Биндиг выздоравливал быстро. Его тело было натренировано на твердость. Не прошло и три дня, как самое худшее для Биндига было уже позади. Он с наслаждением курил, и он знал, что справился. Но он не знал, что теперь должно произойти. Мысли измучили его мозг. Он никому не мог сказать, что произошло, даже Цадо. У него была только Анна и больше ничего.
– Я боялась, – тихо сказала женщина. Она тихо лежала рядом с ним в темноте, тяжелая чернота которой немного смягчалась только светлым мерцанием, которое вызывал снег перед окнами.
– Боялась, – повторил он машинально.
– Да. Боялась за себя и боялась, что они найдут Георгия.
– Его зовут Георгий?
– Георгий Варасин.
Он выпустил сигаретный дым в темноту. Потом он повернул голову и посмотрел на нее. Сверху над ними все еще звучали шаги русского.

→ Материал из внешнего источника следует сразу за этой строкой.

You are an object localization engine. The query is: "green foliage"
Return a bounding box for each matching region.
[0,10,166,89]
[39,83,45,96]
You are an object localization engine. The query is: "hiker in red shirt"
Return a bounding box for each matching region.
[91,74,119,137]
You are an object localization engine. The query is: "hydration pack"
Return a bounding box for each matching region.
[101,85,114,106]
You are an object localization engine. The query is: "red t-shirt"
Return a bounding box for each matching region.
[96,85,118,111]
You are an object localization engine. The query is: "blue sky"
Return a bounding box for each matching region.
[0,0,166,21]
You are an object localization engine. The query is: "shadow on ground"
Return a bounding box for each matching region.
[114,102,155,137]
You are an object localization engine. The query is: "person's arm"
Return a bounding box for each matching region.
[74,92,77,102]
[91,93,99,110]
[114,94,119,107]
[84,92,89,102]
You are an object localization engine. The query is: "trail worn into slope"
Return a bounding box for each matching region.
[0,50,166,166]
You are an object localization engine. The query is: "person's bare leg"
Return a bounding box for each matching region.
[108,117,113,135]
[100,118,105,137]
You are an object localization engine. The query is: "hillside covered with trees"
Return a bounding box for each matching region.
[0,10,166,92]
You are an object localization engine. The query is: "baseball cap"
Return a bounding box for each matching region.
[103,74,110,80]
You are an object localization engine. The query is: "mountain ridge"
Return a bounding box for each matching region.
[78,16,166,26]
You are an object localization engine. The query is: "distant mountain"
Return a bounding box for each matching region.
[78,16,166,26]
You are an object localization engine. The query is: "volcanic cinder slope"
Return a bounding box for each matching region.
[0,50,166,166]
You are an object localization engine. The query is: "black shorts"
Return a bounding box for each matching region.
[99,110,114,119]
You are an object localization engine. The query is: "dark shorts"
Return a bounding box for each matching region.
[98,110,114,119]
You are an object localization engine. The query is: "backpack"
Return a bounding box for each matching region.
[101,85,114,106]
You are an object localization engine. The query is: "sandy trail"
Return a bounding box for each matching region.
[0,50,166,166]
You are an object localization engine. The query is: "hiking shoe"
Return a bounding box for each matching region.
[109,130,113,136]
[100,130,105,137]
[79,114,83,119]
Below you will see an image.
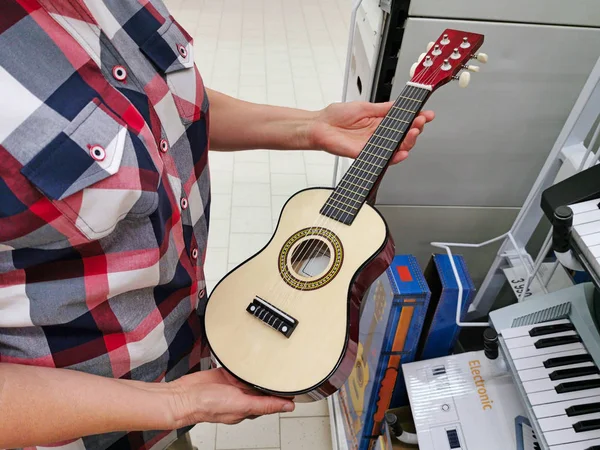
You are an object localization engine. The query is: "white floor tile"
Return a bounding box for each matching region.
[231,206,272,233]
[190,423,217,450]
[271,150,306,174]
[271,174,307,196]
[232,183,271,207]
[208,216,230,248]
[229,233,272,264]
[217,414,282,450]
[233,161,269,183]
[280,417,331,450]
[281,400,329,419]
[204,248,228,280]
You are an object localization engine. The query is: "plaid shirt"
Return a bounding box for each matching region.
[0,0,210,450]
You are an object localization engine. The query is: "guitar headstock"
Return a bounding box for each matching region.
[410,29,487,91]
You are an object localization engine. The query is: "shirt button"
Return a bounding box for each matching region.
[159,139,169,153]
[90,144,106,161]
[113,66,127,81]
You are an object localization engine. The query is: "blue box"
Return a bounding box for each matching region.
[417,253,475,360]
[340,255,430,450]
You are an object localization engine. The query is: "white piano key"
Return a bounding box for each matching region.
[518,362,594,382]
[573,206,600,226]
[550,439,600,450]
[508,342,585,359]
[573,222,598,236]
[581,234,600,247]
[499,319,570,340]
[513,350,587,371]
[533,395,600,420]
[523,375,600,394]
[569,198,600,216]
[527,388,600,406]
[506,330,577,349]
[544,427,600,447]
[538,413,600,435]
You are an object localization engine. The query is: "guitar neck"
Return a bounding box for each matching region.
[321,83,431,225]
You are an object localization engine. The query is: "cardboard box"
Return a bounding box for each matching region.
[416,253,475,360]
[340,255,430,450]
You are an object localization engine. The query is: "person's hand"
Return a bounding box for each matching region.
[309,102,435,164]
[169,368,294,428]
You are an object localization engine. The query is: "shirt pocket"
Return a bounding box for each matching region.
[140,17,208,124]
[21,99,160,240]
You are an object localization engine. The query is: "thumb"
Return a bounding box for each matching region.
[249,396,295,416]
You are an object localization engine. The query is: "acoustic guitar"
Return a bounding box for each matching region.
[204,29,487,402]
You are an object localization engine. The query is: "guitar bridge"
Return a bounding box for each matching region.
[246,297,298,338]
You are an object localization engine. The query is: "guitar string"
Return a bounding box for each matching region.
[278,50,448,306]
[270,44,452,314]
[284,46,450,290]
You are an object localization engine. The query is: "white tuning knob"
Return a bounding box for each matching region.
[458,72,471,87]
[409,63,419,77]
[475,53,488,64]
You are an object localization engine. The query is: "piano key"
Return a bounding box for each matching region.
[508,342,585,359]
[565,402,600,417]
[517,362,596,382]
[538,413,600,434]
[573,206,600,226]
[533,395,600,420]
[513,350,592,371]
[569,198,600,216]
[533,331,581,348]
[544,428,600,445]
[523,375,600,393]
[550,439,600,450]
[544,353,594,368]
[505,330,578,348]
[554,377,600,394]
[499,319,571,340]
[549,366,600,381]
[529,323,575,337]
[573,419,600,433]
[527,388,600,406]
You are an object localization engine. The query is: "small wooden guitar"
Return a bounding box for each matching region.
[204,29,487,401]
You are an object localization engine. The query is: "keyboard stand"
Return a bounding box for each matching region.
[490,283,600,450]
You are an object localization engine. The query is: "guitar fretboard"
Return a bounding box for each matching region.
[321,85,431,225]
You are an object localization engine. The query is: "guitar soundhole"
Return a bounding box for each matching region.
[279,227,343,291]
[290,238,331,280]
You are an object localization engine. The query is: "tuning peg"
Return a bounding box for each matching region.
[458,72,471,87]
[475,53,488,64]
[409,63,419,77]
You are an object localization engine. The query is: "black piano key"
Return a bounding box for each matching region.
[550,366,600,381]
[534,334,581,348]
[529,323,575,337]
[565,403,600,417]
[544,353,594,369]
[573,419,600,433]
[554,378,600,394]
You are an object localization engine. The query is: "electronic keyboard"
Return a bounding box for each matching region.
[490,283,600,450]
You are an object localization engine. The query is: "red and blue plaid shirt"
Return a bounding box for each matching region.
[0,0,210,449]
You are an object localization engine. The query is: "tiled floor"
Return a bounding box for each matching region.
[167,0,351,450]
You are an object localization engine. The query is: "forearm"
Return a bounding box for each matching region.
[207,89,316,150]
[0,364,170,448]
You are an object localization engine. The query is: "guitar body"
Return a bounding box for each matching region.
[204,29,487,402]
[205,188,394,401]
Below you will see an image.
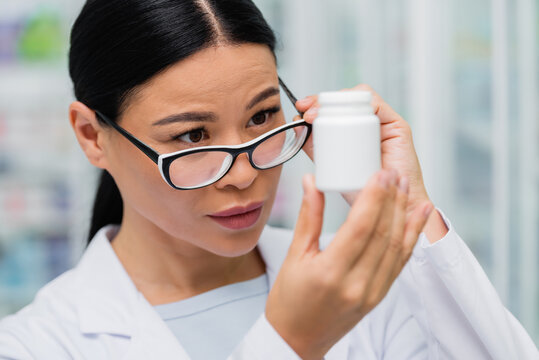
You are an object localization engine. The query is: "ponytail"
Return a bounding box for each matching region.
[88,170,123,243]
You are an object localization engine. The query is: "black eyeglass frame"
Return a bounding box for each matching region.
[95,77,312,190]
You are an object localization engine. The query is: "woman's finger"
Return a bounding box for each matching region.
[289,174,324,256]
[392,201,434,281]
[350,170,400,284]
[360,176,409,303]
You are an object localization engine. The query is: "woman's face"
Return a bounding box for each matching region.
[104,44,285,256]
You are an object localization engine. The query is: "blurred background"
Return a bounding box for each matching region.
[0,0,539,343]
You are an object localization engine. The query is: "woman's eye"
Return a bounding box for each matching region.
[251,112,270,125]
[249,106,281,126]
[175,128,206,144]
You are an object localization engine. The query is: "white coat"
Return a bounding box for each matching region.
[0,211,539,360]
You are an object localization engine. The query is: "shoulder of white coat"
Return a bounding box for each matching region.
[0,269,80,358]
[258,225,333,282]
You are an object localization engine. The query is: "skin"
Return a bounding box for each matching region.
[69,44,447,359]
[70,45,284,304]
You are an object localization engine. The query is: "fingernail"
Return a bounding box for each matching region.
[423,203,434,218]
[389,169,399,186]
[399,176,410,194]
[296,97,311,106]
[378,171,389,189]
[305,107,318,117]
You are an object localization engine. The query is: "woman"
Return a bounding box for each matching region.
[0,0,537,359]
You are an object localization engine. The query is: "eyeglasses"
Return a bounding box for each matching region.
[95,78,312,190]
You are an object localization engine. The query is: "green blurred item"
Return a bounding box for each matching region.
[18,10,63,61]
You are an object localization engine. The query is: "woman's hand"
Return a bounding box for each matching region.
[296,84,448,243]
[266,170,433,359]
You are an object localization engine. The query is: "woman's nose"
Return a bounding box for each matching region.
[215,153,259,190]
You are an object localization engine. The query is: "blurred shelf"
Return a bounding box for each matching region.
[456,122,492,152]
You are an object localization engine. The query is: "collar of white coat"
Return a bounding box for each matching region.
[76,225,348,359]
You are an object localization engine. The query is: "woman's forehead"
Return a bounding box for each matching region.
[135,44,278,102]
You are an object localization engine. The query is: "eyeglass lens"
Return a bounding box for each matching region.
[169,126,308,188]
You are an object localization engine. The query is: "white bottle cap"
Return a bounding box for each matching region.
[318,90,372,105]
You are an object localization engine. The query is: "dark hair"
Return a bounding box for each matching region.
[69,0,275,242]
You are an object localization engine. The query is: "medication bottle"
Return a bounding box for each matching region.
[313,91,381,192]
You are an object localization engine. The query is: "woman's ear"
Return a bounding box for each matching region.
[69,101,108,169]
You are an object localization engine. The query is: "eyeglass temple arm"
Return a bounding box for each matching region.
[95,110,159,164]
[279,76,304,119]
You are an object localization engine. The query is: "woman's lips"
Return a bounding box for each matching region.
[208,202,264,230]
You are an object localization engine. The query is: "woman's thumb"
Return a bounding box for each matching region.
[290,174,324,255]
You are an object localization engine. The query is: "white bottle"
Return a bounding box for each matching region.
[313,91,381,192]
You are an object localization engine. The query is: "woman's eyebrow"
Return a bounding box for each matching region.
[152,112,217,126]
[152,86,279,126]
[246,86,279,110]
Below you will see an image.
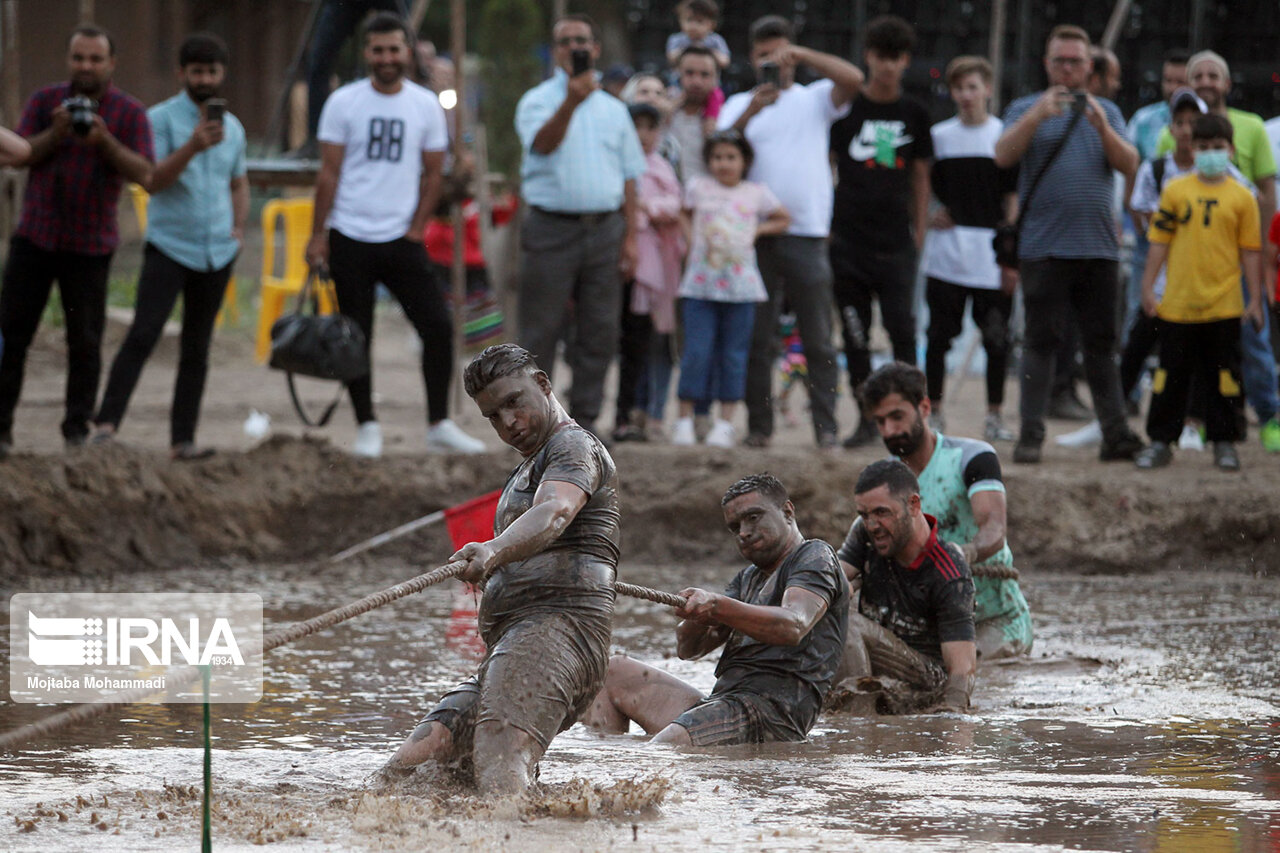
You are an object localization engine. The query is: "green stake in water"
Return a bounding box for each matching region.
[200,663,214,853]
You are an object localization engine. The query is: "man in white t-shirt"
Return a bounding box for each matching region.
[307,13,484,456]
[717,15,863,448]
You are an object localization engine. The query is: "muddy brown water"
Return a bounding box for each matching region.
[0,561,1280,852]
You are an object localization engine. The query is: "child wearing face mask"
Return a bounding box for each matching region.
[1135,108,1263,471]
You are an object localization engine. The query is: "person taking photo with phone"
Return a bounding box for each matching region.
[92,33,248,460]
[996,24,1143,464]
[516,14,645,433]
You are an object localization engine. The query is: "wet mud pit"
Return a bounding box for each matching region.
[0,560,1280,850]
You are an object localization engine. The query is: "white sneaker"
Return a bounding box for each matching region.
[426,418,485,453]
[1178,424,1204,451]
[1053,420,1102,447]
[704,418,737,447]
[351,420,383,459]
[671,418,698,447]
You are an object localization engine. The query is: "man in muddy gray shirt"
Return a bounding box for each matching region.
[385,343,620,794]
[582,474,849,747]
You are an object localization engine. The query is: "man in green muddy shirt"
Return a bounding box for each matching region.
[384,343,620,794]
[863,361,1032,661]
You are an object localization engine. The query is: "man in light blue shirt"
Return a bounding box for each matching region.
[516,15,645,432]
[93,33,248,460]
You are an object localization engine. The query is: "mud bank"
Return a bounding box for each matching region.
[0,437,1280,581]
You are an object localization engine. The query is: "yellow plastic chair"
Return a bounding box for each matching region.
[129,183,239,328]
[253,199,338,362]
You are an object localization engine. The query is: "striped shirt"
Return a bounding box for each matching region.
[516,68,645,213]
[1005,93,1125,261]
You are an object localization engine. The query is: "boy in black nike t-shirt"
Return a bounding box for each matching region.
[829,15,933,447]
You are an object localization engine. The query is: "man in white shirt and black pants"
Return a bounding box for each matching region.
[307,13,484,456]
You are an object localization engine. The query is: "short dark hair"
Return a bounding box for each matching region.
[365,12,413,45]
[676,45,719,70]
[1192,113,1235,142]
[552,12,600,41]
[627,104,662,127]
[861,361,928,410]
[178,32,230,67]
[462,343,543,398]
[751,15,796,45]
[1044,24,1093,50]
[721,471,791,508]
[867,15,915,58]
[67,24,115,56]
[854,459,920,502]
[703,129,755,171]
[676,0,719,22]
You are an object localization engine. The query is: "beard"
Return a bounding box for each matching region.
[884,415,924,459]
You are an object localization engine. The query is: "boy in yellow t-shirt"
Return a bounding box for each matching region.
[1135,114,1262,471]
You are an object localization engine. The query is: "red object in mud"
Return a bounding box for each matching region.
[444,489,502,548]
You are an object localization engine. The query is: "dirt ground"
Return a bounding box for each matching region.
[0,311,1280,587]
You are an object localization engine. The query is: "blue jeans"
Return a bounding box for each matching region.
[1240,278,1280,424]
[676,300,755,402]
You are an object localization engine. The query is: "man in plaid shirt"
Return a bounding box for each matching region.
[0,26,154,459]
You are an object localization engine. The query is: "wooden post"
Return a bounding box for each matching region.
[449,0,471,411]
[1102,0,1129,51]
[987,0,1009,115]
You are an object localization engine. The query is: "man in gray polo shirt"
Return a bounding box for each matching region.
[996,24,1143,462]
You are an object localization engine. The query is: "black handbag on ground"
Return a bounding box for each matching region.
[268,270,369,427]
[991,110,1084,269]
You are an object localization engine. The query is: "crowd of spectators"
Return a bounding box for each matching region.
[0,8,1280,469]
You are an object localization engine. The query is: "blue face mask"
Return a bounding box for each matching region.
[1196,149,1231,178]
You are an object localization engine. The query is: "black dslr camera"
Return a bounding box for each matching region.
[63,95,97,136]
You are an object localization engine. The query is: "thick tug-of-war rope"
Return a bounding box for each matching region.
[0,560,685,752]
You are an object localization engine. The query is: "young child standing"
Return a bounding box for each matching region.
[671,131,791,447]
[667,0,730,121]
[1135,114,1262,471]
[613,104,685,442]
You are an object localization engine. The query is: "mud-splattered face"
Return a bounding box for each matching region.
[724,492,795,569]
[854,485,920,557]
[872,393,928,459]
[475,370,554,456]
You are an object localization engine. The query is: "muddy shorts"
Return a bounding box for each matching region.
[973,578,1032,661]
[422,604,609,754]
[673,693,804,747]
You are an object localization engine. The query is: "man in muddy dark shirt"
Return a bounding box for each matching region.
[582,474,849,747]
[385,343,618,794]
[836,460,978,711]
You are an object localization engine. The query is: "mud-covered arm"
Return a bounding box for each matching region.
[676,587,827,657]
[449,480,591,583]
[942,640,978,711]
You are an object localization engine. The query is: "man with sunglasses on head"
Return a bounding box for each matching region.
[516,14,645,432]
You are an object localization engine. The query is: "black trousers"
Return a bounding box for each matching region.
[0,237,111,441]
[93,243,234,446]
[924,275,1014,407]
[329,229,453,424]
[831,237,915,393]
[1147,318,1244,444]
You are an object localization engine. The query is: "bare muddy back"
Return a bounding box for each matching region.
[0,560,1280,853]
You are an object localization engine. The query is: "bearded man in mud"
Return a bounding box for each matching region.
[832,460,978,713]
[582,474,849,747]
[850,361,1032,661]
[383,343,620,794]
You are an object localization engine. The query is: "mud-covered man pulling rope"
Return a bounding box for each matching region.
[384,343,620,794]
[582,474,849,747]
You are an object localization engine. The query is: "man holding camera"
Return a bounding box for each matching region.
[516,14,645,432]
[996,24,1143,462]
[0,24,152,459]
[93,33,248,460]
[717,15,863,450]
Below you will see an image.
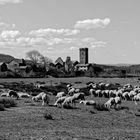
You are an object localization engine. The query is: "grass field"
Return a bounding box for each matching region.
[0,78,140,140]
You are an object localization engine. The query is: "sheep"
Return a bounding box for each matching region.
[89,88,95,98]
[56,92,66,98]
[8,90,19,100]
[133,93,140,105]
[62,96,75,107]
[1,92,9,97]
[18,92,30,98]
[114,97,121,108]
[104,97,115,109]
[68,88,75,96]
[32,92,49,106]
[62,92,85,106]
[68,87,80,96]
[79,100,96,106]
[54,96,67,106]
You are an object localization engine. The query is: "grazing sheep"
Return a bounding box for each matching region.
[114,97,121,108]
[62,96,75,107]
[133,93,140,105]
[32,92,49,105]
[18,92,30,98]
[1,92,9,97]
[9,90,19,100]
[104,97,115,109]
[89,89,96,98]
[79,100,96,106]
[62,92,85,106]
[54,96,67,106]
[56,92,66,98]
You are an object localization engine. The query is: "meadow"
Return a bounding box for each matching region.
[0,77,140,140]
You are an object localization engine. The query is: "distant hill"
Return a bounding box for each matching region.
[0,54,14,63]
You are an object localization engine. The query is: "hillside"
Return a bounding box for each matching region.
[0,54,14,62]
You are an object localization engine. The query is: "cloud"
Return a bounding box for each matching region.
[0,30,21,40]
[69,46,78,51]
[29,28,80,37]
[0,0,22,5]
[0,22,9,30]
[74,18,110,30]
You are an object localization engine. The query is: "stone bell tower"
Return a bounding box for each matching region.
[79,48,88,64]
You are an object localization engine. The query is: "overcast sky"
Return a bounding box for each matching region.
[0,0,140,64]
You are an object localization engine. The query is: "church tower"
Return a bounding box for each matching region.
[79,48,88,64]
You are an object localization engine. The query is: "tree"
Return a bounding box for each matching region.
[26,50,43,65]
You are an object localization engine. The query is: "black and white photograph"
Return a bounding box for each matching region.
[0,0,140,140]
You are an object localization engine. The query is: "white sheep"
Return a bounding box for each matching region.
[79,100,96,106]
[56,92,66,98]
[54,96,67,106]
[32,92,49,105]
[104,97,115,109]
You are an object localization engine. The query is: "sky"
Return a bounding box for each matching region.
[0,0,140,64]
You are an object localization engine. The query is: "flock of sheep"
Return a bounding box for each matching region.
[1,82,140,109]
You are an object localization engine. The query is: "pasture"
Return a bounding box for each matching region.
[0,77,140,140]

– Если бы они узнали, они бы поставили к стенке и его и тебя.
Женщина немного пошевелилась. Биндиг слышал, как она ладонями разглаживала перину.
– Я всегда знала это, – услышал он ее слова, – но я не предала бы его ни за что на свете. Прошло много времени, пока его рана не зажила. И я иногда дрожала, когда кто-то из ваших приходил. Мне было бы даже лучше, если бы это были русские…
– Почему ты, собственно, сделала это? – спросил он.
– Почему? Довольно долго было тихо. Тогда женщина сказала медленно и осторожно: – Потому что на свете и так много горя. И потому что я не солдат, а женщина, и мне жаль любого человека, который должен умереть, вот почему.
– Это война! – сказал он.
– Георгий однажды сказал мне, что не русские сделали эту войну, а немцы. Гитлер сделал ее. И они обманывали таких мальчишек, как ты, так долго, пока у них не осталось ничего, кроме одного лишь честолюбия стать героями. Это было тогда, когда вы двое ели у меня. Когда ты хотел открыть банку ножом. Тогда Георгий и сказал, какое горе, что они из вас сделали…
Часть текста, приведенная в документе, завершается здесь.